Aku mengetik balasan, tapi menghapus lagi. Pesan terakhir Vanesa kuabaikan. Kepala makin pusing jika membahas soal papa dan mama. Mendengarkan mereka berselisih paham saja membuatku muak.
“Pah, mama berpikir apa tidak sebaiknya les Bella dikurangi saja, dua kali seminggu sudah cukup, kasihan Bella sering pusing.”
“Bella baik-baik saja,” balas papa ketus, “dia cuma pusing kepala biasa. Buktinya hasil check-up Minggu lalu tidak ada apa-apa, semua bagus.”
“Justru itu Pah, mama memikirkan kata dokter Haris.”
“Sudahlah, tidak usah pikirkan kata dokter itu, nanti juga sembuh seperti biasanya. Bella akan tetap les privat lima kali seminggu. Bella itu harus pandai seperti papa, kelak Bella akan menjadi dokter supaya punya masa depan cemerlang.” Papa memutar kemudi ke arah kiri. “Omong-omong, mulai besok guru privat Bella akan papa ganti.”
“Ibu, Saras?” Mama menegaskan.
“Memangnya siapa lagi kalau bukan dia? Papa lihat cara Ibu Saras mengajar sangat kurang, papa akan ganti dengan kenalan papa.”
“Tapi Pah, Ibu Saras kan sudah dekat dengan keluarga kita, dia mengajar Bella sejak Bella SMP.”
“Makanya, Ibu Saras harus diganti. Dia tidak cocok lagi memberikan materi pelajaran SMA pada Bella. Bella harus dibimbing oleh guru SMA atau guru dari bimbingan belajar yang lebih profesional.”
“Kalau begitu, biarlah Bella les di bimbingan belajar saja, Pah. Paling tidak, Bella bisa berteman dengan yang lain.”
“Bella akan tetap les di rumah. Lagipula Bella kan bisa tetap berteman dengan Vanesa, putri Pak Sasongko itu. Papa tidak perlu khawatir Bella bergaul dengan putri keluarga terpelajar dan orangtuanya punya background yang jelas. Papa mengenal baik keluarga mereka. Zaman sekarang pergaulan anak remaja sangat mengkhawatirkan, Mah. Kau lihat sendiri kan berita kriminal di televisi? Harusnya kau lebih tahu bagaimana mengurus Bella, apa yang terbaik buat dia.”
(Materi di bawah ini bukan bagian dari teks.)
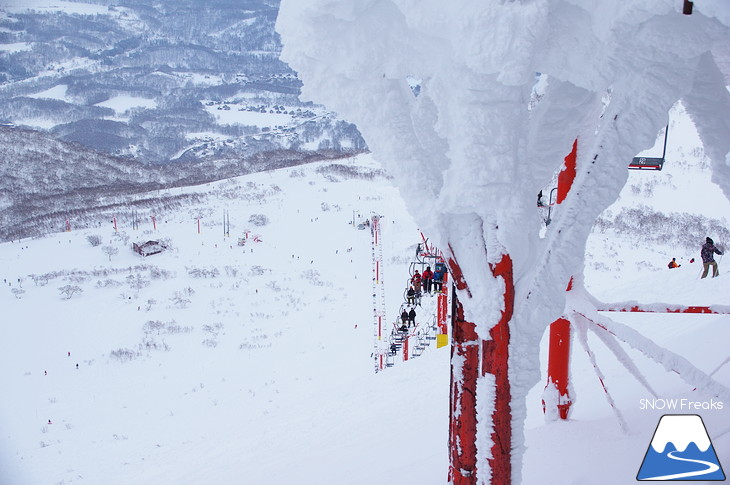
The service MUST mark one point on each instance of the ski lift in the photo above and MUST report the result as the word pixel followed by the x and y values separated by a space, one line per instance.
pixel 687 7
pixel 651 163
Seketika mama diam. Sementara Aku hanya bisa mendengarkan mereka beragumentasi. Kalau diizinkan membuka mulut, akan kuberitahu mereka tentang keinginanku. Memberitahu papa bagaimana cara keluarga Vanesa menikmati hidup. Papa bilang mengenal keluarga Vanesa dengan baik? Huh, padahal papa tidak tahu cara mereka menikmati libur Natal bersama keluarga. Papa tidak pernah melakukan itu. Namun aku ingat, tradisi dalam keluarga ini seorang anak tidak boleh beragumen dengan orangtua. Maka, lebih baik aku diam.